UN duties continue for geoscientist

12 July 2007


The senior advisor on Science and Law of the Sea with Geoscience Australia, Phil Symonds, who has been a member of the United Nations Commission on the Limits of the Continental Shelf since April 2002, has been elected to serve another five years.

His re-election came during voting in New York by 153 countries which are party to the 1982 United Nations Convention on the Law of the Sea (UNCLOS).

Dr Phil Symonds, PSM (Copyright Geoscience Australia 2007)

The 21 member Commission is a scientific and technical organisation which facilitates the establishment of the outer limit of the extended continental shelf by considering data and other materials submitted by countries before making recommendations on the proposed outer limit.

The extended continental shelf is determined by a UNCLOS formulae requiring information on water depth, the shape of the sea-floor and the thickness of sediment which is obtained from geological and geophysical surveys over the continental margin.

Mr Symonds, who has extensive experience in the collection and analysis of continental margin data, has been closely involved in technical aspects of the United Nations Convention on the Law of the Sea since the late 1970s, and has worked in Geoscience Australia's Law of the Sea project since its inception in 1994.

His Commission work has required frequent travel, including several trips annually to the United Nations offices in New York where he has been involved in examining submissions from numerous countries.

He also is involved in providing ongoing assistance to small-island and developing countries to help them meet their May 2009 deadline for lodging submissions with the Commission.

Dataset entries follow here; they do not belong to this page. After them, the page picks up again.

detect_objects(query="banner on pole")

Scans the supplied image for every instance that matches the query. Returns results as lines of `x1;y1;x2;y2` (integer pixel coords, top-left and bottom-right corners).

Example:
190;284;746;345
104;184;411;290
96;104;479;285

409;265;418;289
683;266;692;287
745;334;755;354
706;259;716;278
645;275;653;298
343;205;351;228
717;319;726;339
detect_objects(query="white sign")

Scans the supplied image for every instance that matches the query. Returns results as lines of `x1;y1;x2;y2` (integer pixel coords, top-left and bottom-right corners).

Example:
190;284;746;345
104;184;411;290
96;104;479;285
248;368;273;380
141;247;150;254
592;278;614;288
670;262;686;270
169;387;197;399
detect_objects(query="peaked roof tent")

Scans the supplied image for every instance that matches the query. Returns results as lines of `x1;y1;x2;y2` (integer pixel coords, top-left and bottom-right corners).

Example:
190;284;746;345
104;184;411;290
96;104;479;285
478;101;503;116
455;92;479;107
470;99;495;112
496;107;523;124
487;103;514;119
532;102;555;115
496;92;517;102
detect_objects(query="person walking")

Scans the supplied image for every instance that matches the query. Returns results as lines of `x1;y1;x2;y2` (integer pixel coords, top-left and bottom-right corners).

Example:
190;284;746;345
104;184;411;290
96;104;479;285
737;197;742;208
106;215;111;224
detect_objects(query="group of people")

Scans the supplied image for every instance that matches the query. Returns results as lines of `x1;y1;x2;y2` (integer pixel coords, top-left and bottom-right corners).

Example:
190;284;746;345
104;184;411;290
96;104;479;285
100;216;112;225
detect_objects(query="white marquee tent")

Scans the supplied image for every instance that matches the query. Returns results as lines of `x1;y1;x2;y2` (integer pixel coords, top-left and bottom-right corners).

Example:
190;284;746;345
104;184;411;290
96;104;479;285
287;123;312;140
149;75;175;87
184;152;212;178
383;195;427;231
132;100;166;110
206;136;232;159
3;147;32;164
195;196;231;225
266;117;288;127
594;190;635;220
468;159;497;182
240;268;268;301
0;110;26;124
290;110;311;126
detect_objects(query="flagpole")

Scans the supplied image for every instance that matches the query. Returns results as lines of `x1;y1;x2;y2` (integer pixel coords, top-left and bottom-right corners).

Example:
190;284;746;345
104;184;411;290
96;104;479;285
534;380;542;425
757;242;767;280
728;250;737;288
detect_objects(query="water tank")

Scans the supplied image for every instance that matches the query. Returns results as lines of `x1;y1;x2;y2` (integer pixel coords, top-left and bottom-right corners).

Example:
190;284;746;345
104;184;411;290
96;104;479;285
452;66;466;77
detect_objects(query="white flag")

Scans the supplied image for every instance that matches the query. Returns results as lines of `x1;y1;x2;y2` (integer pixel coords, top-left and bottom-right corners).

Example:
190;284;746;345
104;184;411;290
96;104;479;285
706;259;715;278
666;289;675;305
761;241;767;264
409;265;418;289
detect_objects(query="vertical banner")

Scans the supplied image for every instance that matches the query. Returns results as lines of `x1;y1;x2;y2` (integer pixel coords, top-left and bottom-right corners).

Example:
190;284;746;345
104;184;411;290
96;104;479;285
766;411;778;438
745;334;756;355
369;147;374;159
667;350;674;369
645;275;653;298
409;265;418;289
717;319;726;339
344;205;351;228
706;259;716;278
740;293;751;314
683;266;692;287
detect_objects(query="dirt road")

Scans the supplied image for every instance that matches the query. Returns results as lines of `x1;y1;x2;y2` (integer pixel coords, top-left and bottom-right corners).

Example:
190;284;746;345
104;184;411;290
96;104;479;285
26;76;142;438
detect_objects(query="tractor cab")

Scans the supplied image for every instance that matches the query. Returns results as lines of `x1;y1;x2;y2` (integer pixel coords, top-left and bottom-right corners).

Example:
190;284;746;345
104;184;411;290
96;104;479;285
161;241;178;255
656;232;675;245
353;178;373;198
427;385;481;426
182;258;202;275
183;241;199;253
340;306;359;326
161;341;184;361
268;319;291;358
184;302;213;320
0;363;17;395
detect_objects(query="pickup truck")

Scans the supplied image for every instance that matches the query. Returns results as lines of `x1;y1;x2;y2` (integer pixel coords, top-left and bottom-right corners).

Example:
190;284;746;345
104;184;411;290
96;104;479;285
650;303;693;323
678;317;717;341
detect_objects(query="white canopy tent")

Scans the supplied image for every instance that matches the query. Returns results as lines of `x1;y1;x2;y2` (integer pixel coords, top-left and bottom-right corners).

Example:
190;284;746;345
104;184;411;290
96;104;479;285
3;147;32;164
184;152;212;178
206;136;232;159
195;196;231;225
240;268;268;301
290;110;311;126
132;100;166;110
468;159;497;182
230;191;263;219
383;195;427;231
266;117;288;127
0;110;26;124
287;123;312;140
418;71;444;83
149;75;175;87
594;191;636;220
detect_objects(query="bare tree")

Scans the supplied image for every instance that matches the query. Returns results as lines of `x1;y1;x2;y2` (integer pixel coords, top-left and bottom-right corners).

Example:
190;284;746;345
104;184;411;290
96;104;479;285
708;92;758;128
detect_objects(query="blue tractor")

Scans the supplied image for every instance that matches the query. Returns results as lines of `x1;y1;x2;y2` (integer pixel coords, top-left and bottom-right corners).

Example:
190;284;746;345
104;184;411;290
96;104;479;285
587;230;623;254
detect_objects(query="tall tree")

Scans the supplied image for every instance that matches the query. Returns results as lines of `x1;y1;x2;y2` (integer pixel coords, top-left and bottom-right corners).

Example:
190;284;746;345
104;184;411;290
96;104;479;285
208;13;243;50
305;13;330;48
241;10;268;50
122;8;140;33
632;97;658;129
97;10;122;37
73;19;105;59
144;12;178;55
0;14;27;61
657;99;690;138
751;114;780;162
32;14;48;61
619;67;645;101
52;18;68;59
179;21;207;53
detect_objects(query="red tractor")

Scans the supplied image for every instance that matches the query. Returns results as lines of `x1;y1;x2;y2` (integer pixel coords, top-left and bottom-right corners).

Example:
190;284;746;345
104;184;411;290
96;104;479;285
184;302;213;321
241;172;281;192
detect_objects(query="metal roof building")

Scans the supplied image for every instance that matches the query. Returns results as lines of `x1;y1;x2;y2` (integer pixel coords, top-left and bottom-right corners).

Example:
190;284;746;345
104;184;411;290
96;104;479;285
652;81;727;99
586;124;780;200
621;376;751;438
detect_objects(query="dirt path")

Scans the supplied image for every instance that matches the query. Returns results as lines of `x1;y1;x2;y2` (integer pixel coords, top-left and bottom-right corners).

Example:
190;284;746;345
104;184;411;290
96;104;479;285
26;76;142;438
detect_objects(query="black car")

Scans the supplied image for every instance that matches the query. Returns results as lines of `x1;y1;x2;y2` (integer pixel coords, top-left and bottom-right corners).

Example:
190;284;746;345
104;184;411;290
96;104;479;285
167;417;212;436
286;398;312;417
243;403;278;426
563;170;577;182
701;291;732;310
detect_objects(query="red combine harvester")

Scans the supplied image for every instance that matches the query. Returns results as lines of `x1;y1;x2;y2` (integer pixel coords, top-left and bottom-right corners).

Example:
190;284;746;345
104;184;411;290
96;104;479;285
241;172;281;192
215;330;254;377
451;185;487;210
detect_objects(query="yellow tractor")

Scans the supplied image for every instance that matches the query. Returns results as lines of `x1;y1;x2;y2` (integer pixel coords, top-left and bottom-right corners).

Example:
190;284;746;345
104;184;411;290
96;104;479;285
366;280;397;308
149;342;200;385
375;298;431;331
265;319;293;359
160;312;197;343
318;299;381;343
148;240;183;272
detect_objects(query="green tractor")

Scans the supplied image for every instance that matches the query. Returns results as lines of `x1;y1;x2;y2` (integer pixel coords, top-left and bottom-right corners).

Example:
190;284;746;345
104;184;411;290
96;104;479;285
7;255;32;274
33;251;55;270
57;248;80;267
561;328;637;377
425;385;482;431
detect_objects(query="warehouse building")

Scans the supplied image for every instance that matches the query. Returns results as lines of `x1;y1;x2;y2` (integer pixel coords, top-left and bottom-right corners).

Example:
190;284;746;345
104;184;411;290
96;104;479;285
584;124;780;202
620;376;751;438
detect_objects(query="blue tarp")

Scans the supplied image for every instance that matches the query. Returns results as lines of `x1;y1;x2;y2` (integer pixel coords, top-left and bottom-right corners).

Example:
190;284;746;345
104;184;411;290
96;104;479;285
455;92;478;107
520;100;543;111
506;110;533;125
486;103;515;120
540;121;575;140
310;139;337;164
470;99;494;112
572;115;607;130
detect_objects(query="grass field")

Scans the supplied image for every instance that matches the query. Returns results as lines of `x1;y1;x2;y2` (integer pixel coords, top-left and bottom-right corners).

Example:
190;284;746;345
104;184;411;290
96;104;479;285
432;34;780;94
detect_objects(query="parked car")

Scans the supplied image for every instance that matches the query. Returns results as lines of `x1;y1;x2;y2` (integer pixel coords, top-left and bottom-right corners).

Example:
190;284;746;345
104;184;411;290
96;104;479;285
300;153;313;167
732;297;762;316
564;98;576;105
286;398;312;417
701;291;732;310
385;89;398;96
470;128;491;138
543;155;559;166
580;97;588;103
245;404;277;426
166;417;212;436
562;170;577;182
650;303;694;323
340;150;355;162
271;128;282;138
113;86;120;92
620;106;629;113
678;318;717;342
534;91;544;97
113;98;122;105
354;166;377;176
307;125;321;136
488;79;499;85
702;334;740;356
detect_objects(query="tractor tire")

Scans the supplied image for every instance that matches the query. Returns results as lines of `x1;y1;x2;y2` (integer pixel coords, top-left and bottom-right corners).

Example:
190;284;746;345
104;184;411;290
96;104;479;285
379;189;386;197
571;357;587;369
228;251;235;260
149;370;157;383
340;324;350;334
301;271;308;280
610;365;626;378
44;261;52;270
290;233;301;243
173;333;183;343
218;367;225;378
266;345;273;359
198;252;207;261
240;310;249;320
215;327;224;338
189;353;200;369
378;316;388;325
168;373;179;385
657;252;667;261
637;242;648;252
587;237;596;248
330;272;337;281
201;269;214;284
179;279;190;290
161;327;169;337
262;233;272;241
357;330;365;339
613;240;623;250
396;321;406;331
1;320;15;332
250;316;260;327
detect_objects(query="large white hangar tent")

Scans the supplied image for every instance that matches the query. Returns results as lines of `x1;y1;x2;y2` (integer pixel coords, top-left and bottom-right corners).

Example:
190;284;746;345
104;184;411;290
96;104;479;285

Mr Symonds led the scientific team which prepared Australia's November 2004 submission to the Commission seeking extension of the country's jurisdiction beyond the 200 nautical mile exclusive economic zone to outer limit of the extended continental shelf.

The Commission's recommendations on the submission, which are expected later this year, could result in Australia gaining almost three million square kilometres of seabed and subsoil over which it will have environmental and resource management responsibilities.